Let us just be open about it, not all scientists travel to the Antarctic to undertake research. Dr. Raouf Kalida sits in his lab at the University of New Brunswick (Saint John) in Canada processing the eyestalks of krill individuals, while Dr. Reiss will assist with samples from the field and Dr. Kawaguchi will be responsible for providing him with known-age individuals to validate the results.
That does not mean that Dr. Kalida does not like to travel. In fact he grew up in Cairo, Egypt, did his MSc in Scotland, his PhD in Texas and now work at the University of Brunswick in Canada. His focus area has been to study teh growth and age of various invertebrates, and especially the bivalves.
This got him involved in a pretty crazy project back in 2007. Back then he was working at the Bedford Institute of Oceanography in Halifax, Canada, and was responsible for investigating the age and growth of mollusks and fish that have commercial importance for stock assessment purposes. In addition to mollusks, stock assessment of crustaceans (such as crabs and lobsters) was the focus of the research of other scientists working in the same institute. How old is this crab? was the question that triggered the project to begin with. Long story short. It took him five years to answer that question,
The reason is that unlike fish, crustaceans lack hard parts from which age and growth can be measured. Finally, in 2012 Dr. Kalida and the rest of the research team managed to publish a manuscript demonstrating the direct age of four crustaceans including two shrimp species. The age of those taxa was determined by counting the growth bands in thin sections of their eyestalks. Thin sections were prepared in the eyestalk after cleaning and removing all tissues as shown in the figure below. The same technique was proven to be applicable in other species such as the Chilean Nylon shrimp. Given that krill can be considered as a “little” shrimp, we decided to give it a try and see if we could determine its age using the same method.
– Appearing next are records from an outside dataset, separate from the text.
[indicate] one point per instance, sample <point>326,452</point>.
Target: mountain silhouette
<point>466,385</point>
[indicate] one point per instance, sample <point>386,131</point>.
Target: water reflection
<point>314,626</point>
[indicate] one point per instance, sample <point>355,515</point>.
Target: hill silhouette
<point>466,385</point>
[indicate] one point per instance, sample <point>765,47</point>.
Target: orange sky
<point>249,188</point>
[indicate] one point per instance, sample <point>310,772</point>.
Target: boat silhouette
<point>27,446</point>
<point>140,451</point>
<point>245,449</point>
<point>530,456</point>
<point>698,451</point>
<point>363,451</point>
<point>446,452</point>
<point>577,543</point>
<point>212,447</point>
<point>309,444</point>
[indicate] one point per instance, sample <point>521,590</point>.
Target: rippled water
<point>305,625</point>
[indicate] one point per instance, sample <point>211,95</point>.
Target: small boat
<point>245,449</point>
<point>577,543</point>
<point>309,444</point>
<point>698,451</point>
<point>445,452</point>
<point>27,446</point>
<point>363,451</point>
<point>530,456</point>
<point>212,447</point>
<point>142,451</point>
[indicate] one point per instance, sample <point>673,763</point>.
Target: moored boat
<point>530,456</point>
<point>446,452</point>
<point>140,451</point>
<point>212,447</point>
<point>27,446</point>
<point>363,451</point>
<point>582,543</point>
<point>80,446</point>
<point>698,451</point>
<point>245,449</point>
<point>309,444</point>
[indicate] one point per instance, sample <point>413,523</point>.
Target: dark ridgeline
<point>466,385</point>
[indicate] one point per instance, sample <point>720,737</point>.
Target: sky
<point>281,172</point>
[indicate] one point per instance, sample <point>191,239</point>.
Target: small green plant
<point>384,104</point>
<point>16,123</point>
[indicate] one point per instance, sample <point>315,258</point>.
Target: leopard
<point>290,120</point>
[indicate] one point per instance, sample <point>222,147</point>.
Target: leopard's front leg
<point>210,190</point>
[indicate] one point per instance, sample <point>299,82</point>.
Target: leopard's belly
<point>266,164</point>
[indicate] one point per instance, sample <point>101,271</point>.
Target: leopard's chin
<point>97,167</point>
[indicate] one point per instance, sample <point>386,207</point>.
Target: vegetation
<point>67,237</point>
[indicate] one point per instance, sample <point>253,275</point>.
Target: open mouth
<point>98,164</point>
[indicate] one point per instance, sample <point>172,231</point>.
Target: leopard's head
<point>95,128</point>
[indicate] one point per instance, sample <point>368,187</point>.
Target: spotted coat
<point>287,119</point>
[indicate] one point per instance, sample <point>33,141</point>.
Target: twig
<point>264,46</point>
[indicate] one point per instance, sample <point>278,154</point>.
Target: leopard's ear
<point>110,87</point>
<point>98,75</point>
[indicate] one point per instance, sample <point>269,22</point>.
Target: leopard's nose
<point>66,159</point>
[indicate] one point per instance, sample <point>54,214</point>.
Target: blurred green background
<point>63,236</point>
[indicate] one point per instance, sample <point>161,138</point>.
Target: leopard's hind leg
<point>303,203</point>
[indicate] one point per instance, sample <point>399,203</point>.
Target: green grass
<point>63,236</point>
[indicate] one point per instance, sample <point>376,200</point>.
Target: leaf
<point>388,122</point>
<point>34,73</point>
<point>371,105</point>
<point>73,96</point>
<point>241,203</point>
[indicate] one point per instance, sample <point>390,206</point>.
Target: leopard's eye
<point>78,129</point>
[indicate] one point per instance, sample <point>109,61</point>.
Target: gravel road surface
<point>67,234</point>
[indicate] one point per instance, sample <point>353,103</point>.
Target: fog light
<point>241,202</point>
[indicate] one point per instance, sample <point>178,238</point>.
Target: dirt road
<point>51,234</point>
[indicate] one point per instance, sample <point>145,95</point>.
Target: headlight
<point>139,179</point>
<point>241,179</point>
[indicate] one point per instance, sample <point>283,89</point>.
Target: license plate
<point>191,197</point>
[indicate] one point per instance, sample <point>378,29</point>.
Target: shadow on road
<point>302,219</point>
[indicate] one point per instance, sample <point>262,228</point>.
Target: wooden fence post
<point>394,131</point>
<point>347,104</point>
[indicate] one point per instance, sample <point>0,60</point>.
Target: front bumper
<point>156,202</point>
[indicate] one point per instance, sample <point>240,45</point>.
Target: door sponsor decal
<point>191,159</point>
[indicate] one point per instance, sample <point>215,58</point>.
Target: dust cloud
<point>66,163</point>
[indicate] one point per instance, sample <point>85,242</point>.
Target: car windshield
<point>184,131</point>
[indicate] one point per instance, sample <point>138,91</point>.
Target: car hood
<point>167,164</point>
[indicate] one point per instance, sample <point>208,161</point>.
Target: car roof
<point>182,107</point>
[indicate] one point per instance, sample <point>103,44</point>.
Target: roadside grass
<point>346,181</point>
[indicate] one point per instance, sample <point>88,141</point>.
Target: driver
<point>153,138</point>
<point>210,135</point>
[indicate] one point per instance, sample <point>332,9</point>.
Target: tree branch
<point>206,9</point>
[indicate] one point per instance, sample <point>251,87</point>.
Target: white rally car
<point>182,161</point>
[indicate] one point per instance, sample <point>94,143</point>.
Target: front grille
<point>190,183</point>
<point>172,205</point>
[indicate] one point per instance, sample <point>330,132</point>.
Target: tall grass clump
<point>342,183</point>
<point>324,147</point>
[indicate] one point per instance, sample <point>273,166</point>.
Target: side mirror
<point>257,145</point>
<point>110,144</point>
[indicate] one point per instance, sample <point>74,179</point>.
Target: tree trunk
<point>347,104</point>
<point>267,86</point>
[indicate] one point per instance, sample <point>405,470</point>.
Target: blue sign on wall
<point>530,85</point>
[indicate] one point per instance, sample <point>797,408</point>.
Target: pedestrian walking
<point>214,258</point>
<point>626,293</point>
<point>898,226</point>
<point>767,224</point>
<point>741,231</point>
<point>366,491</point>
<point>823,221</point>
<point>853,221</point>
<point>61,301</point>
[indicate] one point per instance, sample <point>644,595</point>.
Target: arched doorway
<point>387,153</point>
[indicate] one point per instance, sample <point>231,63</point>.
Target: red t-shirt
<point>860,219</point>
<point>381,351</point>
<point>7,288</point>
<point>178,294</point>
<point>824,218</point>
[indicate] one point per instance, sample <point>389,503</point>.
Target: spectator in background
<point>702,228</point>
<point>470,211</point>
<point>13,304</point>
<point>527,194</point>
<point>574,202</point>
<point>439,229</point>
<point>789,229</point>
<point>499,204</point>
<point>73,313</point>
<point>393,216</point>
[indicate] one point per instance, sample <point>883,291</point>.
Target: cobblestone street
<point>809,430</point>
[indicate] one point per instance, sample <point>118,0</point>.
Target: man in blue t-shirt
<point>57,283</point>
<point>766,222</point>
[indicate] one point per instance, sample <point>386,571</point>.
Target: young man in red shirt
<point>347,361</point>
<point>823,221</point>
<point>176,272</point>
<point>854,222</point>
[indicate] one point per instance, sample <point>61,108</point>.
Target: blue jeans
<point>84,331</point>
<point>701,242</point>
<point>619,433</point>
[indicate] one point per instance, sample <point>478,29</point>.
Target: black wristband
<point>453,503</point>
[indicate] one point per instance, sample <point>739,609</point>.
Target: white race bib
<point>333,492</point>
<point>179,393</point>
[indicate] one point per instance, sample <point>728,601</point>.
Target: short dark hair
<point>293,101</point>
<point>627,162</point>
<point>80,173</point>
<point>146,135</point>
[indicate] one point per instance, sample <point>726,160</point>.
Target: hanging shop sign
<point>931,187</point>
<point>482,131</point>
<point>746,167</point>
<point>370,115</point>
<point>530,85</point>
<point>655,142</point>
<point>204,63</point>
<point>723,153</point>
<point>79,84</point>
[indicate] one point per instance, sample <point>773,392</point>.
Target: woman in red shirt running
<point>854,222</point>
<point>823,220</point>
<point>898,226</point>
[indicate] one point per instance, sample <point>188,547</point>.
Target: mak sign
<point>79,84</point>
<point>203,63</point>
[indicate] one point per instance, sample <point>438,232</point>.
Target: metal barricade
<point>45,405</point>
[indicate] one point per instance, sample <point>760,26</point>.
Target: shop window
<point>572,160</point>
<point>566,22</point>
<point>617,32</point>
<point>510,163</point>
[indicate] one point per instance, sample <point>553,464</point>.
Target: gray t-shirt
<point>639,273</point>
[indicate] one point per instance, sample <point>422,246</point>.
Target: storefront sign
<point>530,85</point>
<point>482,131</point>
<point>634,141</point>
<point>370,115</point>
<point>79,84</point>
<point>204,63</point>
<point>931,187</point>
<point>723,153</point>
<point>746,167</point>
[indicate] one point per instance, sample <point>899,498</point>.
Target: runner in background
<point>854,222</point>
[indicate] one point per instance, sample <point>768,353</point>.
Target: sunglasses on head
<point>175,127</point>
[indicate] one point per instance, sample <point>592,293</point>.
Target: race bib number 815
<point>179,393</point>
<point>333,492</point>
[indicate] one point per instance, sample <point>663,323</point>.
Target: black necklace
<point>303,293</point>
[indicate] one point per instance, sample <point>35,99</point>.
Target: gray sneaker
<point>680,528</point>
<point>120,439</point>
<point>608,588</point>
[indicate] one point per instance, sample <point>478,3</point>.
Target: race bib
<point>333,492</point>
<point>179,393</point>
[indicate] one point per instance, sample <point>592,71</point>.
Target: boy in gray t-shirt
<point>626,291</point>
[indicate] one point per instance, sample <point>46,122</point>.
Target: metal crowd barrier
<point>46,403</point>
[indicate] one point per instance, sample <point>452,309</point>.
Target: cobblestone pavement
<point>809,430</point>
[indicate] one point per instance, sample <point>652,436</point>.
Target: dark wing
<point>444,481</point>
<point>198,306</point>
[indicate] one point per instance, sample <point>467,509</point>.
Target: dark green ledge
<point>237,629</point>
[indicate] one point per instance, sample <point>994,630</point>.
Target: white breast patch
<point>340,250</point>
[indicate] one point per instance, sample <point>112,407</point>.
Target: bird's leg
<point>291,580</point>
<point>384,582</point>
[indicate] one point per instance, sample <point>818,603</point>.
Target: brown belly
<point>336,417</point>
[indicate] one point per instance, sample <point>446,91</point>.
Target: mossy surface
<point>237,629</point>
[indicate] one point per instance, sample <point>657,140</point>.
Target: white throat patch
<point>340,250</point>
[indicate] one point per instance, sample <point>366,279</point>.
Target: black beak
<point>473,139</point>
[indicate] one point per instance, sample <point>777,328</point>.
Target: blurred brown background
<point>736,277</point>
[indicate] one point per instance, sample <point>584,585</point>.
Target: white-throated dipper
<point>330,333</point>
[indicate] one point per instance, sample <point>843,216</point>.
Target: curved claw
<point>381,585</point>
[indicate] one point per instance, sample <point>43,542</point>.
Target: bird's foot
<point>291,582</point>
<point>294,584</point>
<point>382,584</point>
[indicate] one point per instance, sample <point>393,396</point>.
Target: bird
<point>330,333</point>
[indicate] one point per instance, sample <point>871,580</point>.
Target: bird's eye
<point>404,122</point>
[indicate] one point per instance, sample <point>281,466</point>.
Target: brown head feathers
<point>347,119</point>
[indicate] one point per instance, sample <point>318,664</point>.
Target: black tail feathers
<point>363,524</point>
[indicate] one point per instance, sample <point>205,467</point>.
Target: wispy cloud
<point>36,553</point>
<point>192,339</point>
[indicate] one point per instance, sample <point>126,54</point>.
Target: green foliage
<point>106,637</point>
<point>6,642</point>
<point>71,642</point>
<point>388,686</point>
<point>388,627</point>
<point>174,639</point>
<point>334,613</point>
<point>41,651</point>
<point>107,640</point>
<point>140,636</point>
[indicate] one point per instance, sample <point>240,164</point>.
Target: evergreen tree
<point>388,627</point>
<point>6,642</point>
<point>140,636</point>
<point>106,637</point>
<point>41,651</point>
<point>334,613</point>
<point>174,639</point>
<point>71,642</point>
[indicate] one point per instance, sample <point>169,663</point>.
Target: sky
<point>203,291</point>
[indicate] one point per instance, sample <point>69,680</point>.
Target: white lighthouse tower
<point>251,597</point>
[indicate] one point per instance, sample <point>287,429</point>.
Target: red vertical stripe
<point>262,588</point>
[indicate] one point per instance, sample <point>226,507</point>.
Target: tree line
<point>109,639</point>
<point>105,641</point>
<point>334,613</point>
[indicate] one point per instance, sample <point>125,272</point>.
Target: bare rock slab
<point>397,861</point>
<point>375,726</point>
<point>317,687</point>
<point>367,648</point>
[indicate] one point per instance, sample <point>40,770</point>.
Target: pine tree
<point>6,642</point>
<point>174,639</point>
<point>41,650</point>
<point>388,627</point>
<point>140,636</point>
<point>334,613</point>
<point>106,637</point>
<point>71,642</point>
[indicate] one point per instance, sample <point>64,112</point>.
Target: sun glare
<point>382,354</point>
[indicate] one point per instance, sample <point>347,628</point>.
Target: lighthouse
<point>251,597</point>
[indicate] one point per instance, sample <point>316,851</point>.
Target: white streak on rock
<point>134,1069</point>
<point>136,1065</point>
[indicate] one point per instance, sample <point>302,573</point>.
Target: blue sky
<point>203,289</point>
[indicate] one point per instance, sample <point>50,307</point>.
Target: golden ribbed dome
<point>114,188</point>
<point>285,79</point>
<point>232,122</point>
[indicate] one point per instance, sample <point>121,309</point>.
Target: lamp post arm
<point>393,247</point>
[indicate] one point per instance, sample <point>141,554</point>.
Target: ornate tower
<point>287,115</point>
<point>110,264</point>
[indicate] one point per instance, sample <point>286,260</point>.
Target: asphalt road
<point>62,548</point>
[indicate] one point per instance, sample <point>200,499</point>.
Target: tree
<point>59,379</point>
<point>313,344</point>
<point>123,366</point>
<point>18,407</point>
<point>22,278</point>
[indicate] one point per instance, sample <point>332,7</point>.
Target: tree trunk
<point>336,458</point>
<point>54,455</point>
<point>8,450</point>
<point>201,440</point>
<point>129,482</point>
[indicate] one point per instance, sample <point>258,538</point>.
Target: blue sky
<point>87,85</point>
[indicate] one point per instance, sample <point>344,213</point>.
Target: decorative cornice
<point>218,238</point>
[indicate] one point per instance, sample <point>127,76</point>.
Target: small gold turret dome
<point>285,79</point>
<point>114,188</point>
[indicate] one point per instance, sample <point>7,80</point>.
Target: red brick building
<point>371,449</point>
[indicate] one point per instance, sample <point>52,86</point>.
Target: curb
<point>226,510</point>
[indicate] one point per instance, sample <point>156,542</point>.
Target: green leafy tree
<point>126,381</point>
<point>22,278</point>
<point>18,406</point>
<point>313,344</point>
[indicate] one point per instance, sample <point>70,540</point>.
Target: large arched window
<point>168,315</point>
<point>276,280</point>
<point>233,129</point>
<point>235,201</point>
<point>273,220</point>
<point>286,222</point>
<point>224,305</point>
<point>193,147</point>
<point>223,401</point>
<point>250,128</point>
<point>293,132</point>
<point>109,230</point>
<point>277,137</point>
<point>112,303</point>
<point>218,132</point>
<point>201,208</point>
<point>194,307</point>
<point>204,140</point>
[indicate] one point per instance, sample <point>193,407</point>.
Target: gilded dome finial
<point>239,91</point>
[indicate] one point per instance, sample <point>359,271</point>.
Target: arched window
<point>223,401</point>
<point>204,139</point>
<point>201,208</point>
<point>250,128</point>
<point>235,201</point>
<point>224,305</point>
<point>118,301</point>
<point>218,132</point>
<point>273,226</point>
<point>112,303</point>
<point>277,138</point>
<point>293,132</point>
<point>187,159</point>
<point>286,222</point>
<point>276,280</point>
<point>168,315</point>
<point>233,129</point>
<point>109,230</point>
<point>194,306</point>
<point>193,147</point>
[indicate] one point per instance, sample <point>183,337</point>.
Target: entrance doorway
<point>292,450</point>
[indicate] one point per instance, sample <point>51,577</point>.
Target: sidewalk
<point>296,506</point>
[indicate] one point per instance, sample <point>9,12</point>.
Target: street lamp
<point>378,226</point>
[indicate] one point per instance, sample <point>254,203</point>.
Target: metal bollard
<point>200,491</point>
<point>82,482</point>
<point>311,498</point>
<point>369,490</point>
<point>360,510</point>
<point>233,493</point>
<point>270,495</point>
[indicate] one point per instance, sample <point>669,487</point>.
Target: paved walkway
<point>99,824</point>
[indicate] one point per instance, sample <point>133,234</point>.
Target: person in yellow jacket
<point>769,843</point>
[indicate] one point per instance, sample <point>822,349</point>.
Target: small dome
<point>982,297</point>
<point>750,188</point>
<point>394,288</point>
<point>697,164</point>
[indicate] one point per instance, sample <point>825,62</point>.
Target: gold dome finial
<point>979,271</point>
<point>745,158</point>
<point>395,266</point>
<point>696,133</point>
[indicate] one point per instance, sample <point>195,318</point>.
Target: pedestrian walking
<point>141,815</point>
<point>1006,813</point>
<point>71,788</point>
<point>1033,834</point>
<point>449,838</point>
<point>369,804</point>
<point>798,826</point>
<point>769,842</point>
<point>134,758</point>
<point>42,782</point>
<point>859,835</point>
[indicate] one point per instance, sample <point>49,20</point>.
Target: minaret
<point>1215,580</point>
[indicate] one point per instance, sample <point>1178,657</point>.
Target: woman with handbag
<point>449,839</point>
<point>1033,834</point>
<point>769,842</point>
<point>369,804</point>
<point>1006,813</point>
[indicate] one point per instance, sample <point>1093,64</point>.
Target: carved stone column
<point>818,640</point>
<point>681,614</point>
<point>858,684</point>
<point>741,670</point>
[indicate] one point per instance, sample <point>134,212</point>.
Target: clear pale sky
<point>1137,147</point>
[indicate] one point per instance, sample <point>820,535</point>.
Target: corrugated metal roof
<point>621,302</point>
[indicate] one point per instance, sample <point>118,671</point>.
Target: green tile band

Together with Dr. Christian Reiss from the US National Marine Fisheries Service and Dr. So Kawaguchi from the Australian Antarctic Division Dr. Kalida will be working to explore the feasibility of applying the new method for age determination of the Antarctic krill.
The goal of their work is to increase the understanding of the variability in population structure (growth, recruitment, and size at maturity) in order to improve the krill fishery. If shown to be robust, the expected results will provide scientists and managers the ability to compare spatial and temporal growth rates of krill in the Southern Ocean. It will also allow the development of age-based assessments of krill populations to better allocate catch in the krill fishery.
After listening in on Dr. Kalida's story we concluded that there are many nuances to being an Extreme Scientist. We see it as important part of this campaign to also honor those in the backdrop, as they are just as important to bringing about #extremescience.